Paper on gradual typing by Éric Tánter receives recognition at the Dynamic Languages Symposium (DLS)

October, 2023. The Most Notable Paper Award from the 19th Dynamic Language Symposium recognizes the most influential research work, with 10 years of perspective, and this year the featured article is "Cast Insertion Strategies for Gradually-Typed Objects" (2013), by Esteban Allende, Johan Fabry and Éric Tanter, all of whom were, at that time, members of the Department of Computer Science at the University of Chile and the Pleiad Laboratory

Éric Tanter

The gradual typing (Gradual Typing) allows for the smooth and progressive integration of dynamic and static programming languages: this work explores the costs, both on a micro and macro scale, of various strategies that seek to protect gradual typing in an object-oriented programming language, examining how these different strategies affect typed, untyped, and both typed and untyped code components. 

The 19th Symposium on Dynamic Languages (DLS) is one of the conferences of the ACM SIGPLAN, which focuses on the discussion of dynamically typed languages, their implementation, and application. DLS provides a space for researchers and those working on practical applications to meet and share their knowledge, experiences, and ideas for future research and development in the field.

Éric Tánter, a researcher at Millennium Institute Foundational Research on Data, points out that "gradual typing was something quite new 10 years ago, with important theoretical advances but few implementations in real programming languages. Esteban Allende's doctoral thesis Esteban Allende focused on implementing gradual typing for the Smalltalk language. While working on this implementation, we realized several challenges for implementing gradual typing in object-oriented languages, and this paper presents an analysis of these problems and several possible solutions.

In DLS, they highlight it as a seminal contribution to the understanding of the performance and efficiency of ,, which since then has become an important area of research. "All the strategies used in gradually typed languages today can trace their lineage back to the strategies described and proposed in this paper, especially the proposed hybrid approach has been adapted numerous times by many systems, giving this work a long-lasting impact that transcends its original scope," they highlight in the acknowledgment. 

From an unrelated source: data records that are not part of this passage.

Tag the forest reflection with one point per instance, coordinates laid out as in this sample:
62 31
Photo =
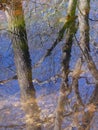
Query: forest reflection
56 65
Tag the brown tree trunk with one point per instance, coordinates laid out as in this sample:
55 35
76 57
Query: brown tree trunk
64 89
17 27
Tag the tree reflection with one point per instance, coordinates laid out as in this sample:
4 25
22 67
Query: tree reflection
16 23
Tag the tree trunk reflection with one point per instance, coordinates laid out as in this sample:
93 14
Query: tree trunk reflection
16 24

In subsequent years, several studies focused on how to implement gradual typing, the efficiency problems it can bring, and other challenges. Also, the industry began to propose several languages with gradual types, so this award recognizes the impact that this work had on those subsequent efforts, according to the symposium.

For Éric Tánter, in the study of dynamically typed languages, gradual typing is a very important line of research. "But it is not the only one: the line of research on how to optimize the implementation of dynamic languages and how to evolve them for emerging contexts (cloud programming, AI, etc.) remains very active."

Static, dynamic, and gradual

Programming languages can be divided into two main groups: statically typed, in which type checking is performed at compile time (such as Java, C++, Scala, OCaml, among others), and dynamically typed languages, in which type checking is performed at runtime (such as JavaScript, Python, Ruby, etc.). 

Both families have dual advantages and disadvantages: static typing ensures early error detection and allows for certain optimizations, but it introduces some complexity and imposes conservative restrictions, while dynamic typing is more flexible and simpler, but is generally more expensive and leaves error reporting to the program execution itself.

The gradual typing or gradual typing is precisely a way of combining the strengths of each language family, and as evidence of the interest in this line of thinking, many dynamic languages now have optional/gradual type systems (TypeScript for JavaScript, Python 3 and its type hints, Hack for PHP, Sorbet for Ruby, etc.).